The shame that the cross symbolized, and which Christ bore as he departed the world, was the inevitable cost of the stand he had made. As a consequence the shame of crucifixion, to die in public, stripped of every dignity, with the addition of mockery and revenge through scourgings, beatings and being spat on, has become the symbol of the treatment that can be expected by anyone who has denied the world and sought only faithfulness to Christ.
Christ made this a general rule to be the primary consideration of anyone who intends leaving the world and follow Him: “Whoever does not bear his own cross and come after me, cannot be my disciple” (Lk 14:27). “Follow me” (Mk 10:21). “If any man would come after me, let him deny himself and take up his cross and follow me.” (Mk 8:34) “And he said to all, ‘If any man would come after me, let him deny himself and take up his cross daily and follow me” (Lk 9:23).
It is what the Apostle Paul meant when he wrote: “Therefore let us go forth to him outside… and bear the abuse he endured” (Heb 13:13). Christ’s shame was the supreme example of scorn and humiliation. Each person will have his own particular cross. This means that every person will have his own shame that the world will fashion for him out of the very type of humiliation he hates the most.

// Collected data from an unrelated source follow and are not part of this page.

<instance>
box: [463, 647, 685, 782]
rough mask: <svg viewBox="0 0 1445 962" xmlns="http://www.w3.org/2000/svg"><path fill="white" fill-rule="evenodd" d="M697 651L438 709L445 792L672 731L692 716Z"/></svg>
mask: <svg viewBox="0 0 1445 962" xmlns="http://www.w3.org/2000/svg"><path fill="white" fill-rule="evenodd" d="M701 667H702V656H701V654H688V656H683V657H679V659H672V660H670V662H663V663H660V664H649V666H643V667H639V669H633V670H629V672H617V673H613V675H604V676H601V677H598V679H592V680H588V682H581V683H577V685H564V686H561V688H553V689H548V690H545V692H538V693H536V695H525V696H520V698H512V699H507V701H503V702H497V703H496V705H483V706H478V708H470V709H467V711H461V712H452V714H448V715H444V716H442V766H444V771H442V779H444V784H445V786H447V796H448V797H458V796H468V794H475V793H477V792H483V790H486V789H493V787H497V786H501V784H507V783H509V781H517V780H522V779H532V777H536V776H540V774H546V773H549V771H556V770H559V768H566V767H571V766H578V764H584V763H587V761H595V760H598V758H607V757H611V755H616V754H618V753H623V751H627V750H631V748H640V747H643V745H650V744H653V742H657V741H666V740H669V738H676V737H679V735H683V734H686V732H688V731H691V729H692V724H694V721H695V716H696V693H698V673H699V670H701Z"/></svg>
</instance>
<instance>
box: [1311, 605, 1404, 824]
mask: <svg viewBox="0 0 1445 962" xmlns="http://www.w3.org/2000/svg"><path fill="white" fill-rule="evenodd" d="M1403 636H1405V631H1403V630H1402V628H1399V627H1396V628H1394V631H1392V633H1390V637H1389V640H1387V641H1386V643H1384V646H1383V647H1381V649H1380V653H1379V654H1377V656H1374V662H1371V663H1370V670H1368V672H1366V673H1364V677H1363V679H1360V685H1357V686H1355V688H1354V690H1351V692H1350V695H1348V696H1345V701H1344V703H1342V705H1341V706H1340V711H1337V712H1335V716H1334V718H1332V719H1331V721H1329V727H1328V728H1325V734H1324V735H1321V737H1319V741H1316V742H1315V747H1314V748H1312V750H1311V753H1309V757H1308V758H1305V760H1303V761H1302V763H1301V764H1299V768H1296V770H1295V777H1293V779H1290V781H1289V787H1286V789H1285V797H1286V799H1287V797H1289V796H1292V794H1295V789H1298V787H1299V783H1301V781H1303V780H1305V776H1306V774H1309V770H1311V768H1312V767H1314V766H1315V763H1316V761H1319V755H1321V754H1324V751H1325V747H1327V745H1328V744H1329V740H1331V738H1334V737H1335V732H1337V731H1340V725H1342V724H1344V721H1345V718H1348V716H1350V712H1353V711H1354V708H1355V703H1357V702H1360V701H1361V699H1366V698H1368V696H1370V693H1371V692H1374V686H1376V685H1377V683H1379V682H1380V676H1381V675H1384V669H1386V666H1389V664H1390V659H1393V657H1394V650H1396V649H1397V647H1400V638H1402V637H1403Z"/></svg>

Those who desire to follow the Lord do not shirk their cross but increase it and embellish it with other kinds of deprivations, mortifications of the flesh and with fasting, which submits the ego: “I afflicted myself with fasting” (Ps 35:13). We know from the Apostle’s words, from the lives of the saints, and from experience that inasmuch as a man experiences humiliation and dies both unintentionally and intentionally together, he will experience eternal life deep within him and live it day by day.